Nosso protagonista, em seu quarto, arrumava-se cedinho para mais um dia de celebração, quando eu surgi atrás dele.
— Estou impressionado — comentei. — Como consegues manter tamanha frieza mesmo depois de tudo que passou?
— Porque eu estava ciente dos perigos que iria enfrentar, oras! Foi eu que escolhi passar por aquilo, afinal. — Frederico olhou para mim através de um espelho e, após, voltou a se ajeitar. — E você, Narrador, o que está fazendo aqui?
— Vim tentar entender como foi que as coisas acabaram daquele jeito. — Mesmo após o término daquela bênção temporária de Agostinho, algumas de suas memórias e pensamentos continuavam inacessíveis para mim, como se tivessem sido deletadas.
— Ah, isso? Bom… — Por um breve momento, nosso protagonista sentiu vergonha. — Creio que não lhe deva dar satisfação. Nada disso é importante. — Ohhh… é mesmo? Kikiki.
— Nananinanão. Nós assinamos um contrato, e nele estava claro: acesso total a suas emoções, pensamentos, memórias e sentimentos. Se não me disseres o que quero saber, encerro o contrato agora mesmo e tiro de ti o meu poder. — E a sua vida.
— Afff… demônios e suas capacidades de distorcer as palavras… — murmurou enquanto massageava suas têmporas. — Está bem. Você quer a verdade? A verdade é que, depois que Agostinho me contou suas suspeitas e revelou que tinha um plano, entrei em desespero e o julguei como um risco para o sucesso de meu objetivo principal.
“Ou seja, assim que retornei para o meu quarto naquele dia, tentei arrastar ele para o inferno.
“Porém quando escrevi o seu nome no papel e ateei fogo… nada aconteceu. O bispo continuava firme e forte entre nós.”
— O quê?! Mas isso é impossível! — A menos que…
— Tive muito tempo para refletir e cheguei à conclusão de que o nome que Agostinho fornece é falso. — Certo, podia ser isso também.
— Entendo. Então creio que você não teve exatamente muita escolha quando ele veio lhe fazer a proposta do plano…
— Precisamente. Devido ao curto espaço de tempo entre meu pânico e seu pedido, não consegui planejar nada, a não ser orar para Deus.
“Mediante todas as coincidências que aconteceram em minha trajetória até aquele momento, o melhor que eu podia fazer era deixar tudo nas mãos dEle.

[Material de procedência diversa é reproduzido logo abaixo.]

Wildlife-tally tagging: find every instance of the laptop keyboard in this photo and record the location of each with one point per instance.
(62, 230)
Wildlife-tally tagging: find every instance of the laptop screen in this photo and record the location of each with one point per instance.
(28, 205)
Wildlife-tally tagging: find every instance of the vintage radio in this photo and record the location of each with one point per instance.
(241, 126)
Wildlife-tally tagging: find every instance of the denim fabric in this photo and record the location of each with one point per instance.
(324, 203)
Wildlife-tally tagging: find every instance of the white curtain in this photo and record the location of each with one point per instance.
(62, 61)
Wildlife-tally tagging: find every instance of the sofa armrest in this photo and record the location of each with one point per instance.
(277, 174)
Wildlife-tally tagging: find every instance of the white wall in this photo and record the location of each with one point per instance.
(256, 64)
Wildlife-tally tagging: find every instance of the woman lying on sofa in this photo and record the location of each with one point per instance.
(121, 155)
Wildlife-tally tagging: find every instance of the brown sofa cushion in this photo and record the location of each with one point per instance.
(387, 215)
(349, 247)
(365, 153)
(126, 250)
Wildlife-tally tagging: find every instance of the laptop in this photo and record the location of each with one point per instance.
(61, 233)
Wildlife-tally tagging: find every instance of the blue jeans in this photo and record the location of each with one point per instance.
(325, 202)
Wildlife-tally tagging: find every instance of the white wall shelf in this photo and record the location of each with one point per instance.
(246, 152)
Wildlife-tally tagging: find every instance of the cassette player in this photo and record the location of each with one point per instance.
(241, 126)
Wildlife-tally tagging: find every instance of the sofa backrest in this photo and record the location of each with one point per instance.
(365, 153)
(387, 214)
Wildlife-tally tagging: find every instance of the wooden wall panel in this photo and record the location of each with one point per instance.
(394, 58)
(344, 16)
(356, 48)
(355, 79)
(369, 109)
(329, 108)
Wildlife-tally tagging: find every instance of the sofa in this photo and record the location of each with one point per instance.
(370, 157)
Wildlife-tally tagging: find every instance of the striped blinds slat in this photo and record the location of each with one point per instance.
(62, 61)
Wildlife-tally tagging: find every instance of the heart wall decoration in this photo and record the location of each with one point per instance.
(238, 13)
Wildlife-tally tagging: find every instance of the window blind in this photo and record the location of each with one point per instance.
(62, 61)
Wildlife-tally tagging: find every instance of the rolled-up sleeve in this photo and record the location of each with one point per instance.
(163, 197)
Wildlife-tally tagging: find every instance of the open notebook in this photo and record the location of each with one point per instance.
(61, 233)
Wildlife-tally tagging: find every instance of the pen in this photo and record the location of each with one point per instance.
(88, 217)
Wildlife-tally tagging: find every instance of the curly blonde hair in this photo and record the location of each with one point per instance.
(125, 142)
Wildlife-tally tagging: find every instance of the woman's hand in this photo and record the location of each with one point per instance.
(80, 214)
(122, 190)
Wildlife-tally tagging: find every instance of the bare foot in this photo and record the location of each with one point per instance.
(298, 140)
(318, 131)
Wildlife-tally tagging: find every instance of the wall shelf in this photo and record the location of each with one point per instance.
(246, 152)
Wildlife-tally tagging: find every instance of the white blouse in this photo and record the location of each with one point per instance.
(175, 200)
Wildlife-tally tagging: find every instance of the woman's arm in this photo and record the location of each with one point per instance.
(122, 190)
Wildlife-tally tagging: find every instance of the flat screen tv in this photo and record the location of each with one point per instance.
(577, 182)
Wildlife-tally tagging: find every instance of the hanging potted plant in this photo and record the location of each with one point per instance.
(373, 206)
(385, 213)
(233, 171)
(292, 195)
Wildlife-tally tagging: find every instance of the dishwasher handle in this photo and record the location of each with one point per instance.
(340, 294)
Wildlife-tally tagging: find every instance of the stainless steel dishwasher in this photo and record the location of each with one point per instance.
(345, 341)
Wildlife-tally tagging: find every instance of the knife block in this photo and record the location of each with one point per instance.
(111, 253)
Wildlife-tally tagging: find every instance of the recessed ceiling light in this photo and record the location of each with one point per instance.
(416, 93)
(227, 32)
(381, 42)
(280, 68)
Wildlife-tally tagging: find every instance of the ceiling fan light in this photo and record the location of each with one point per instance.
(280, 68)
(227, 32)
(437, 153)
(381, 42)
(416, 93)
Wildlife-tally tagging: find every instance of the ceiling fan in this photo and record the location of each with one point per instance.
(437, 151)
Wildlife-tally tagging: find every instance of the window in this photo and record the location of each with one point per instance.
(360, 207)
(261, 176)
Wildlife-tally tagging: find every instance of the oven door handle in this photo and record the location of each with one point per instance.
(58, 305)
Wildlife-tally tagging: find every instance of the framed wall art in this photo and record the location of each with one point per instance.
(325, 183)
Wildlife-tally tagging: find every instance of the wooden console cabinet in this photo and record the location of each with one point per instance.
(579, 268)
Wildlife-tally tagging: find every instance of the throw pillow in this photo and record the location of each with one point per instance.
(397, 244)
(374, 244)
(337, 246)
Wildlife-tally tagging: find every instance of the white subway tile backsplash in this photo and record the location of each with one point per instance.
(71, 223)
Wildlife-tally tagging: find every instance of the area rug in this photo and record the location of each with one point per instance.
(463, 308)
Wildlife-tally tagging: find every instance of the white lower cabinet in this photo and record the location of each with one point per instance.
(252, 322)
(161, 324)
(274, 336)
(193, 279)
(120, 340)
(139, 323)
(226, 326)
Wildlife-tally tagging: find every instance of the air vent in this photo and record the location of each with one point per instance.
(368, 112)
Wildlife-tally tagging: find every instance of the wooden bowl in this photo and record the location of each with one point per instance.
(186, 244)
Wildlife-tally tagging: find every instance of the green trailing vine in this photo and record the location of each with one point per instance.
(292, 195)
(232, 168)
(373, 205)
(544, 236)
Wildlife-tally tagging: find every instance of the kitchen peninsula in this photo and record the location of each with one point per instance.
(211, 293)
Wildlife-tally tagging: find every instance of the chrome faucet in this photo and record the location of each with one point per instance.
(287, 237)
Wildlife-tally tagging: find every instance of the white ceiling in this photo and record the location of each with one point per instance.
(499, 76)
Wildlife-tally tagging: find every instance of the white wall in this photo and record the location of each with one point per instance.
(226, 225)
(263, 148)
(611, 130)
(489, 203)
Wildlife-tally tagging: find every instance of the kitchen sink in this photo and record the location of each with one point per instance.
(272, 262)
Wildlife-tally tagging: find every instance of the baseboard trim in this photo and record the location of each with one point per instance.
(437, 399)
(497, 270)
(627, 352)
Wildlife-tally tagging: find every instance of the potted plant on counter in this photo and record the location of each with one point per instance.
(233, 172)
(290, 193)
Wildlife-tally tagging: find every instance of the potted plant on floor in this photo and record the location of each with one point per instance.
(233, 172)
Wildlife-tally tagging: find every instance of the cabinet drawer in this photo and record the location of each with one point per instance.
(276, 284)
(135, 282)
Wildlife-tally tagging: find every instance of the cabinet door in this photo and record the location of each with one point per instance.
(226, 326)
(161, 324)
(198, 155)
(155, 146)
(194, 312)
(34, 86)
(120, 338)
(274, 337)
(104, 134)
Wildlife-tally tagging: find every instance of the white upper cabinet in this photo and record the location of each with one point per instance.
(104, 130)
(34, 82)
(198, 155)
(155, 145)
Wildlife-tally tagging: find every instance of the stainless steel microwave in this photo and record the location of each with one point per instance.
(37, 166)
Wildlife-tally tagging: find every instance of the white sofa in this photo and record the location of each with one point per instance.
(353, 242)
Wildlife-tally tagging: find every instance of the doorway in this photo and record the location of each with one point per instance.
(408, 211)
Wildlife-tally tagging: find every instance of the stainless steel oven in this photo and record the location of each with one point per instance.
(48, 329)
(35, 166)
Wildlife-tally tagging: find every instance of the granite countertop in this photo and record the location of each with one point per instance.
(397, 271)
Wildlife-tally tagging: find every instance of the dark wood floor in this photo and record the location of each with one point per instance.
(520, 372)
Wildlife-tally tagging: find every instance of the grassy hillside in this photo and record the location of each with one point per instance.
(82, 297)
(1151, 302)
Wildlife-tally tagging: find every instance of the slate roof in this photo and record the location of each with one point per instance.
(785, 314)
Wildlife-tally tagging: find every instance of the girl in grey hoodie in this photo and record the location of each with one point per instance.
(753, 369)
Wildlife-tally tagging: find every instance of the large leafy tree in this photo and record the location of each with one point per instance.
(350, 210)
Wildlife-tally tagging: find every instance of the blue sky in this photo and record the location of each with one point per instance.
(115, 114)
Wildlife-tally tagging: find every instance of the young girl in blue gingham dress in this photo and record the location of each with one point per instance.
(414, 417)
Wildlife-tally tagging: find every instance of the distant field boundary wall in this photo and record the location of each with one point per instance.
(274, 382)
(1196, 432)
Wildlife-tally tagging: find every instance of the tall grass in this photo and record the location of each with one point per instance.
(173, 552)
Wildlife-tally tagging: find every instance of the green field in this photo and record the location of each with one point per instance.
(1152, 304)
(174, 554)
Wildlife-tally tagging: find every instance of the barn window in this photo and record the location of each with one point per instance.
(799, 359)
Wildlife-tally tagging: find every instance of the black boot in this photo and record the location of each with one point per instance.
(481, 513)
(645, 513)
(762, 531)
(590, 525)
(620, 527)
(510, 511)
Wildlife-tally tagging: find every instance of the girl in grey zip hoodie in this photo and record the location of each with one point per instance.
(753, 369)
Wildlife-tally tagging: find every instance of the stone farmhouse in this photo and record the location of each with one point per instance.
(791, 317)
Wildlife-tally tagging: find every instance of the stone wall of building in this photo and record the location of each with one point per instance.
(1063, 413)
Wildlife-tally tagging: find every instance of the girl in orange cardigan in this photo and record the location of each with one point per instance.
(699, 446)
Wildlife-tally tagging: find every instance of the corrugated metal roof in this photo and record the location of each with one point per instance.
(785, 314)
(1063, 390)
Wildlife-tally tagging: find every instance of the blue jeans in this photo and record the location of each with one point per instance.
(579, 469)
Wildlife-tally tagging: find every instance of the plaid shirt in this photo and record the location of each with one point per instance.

“Iria respeitar, e aceitar, qualquer fosse a sua vontade, qualquer fosse o destino que havia reservado para mim. E cá estou eu.”
Não poderia chamar isso de força divina, mas definitivamente existia uma outra força envolvida nisso. Mas, peraí…
— Quer dizer então que você teve nenhum envolvimento com aquela aparição do Mártir na televisão?
— Exatamente. Não faço ideia de quem fez aquilo, só sei que veio em boa hora. — Frederico esboçou um sorriso orgulhoso. — Pelo pouco que observei dele assim que saí do confinamento, poderia com ele resolver três problemas meus: um momentâneo, um futuro e um recorrente.
“Atualmente, enquanto estiver sob o mesmo teto que Agostinho e seus capangas, não poderei usar o poder que tenho.
“Então o Falso Mártir seria uma forma de continuar punindo criminosos, uma vez que seria estranho se o verdadeiro parasse de fazer isso logo quando eu sou o suspeito principal, e eventualmente punir o bispo, sua equipe e pecadores em uma hierarquia inferior à minha, algo que já comentei anteriormente.
“Tudo que eu preciso fazer é encontrar ele…”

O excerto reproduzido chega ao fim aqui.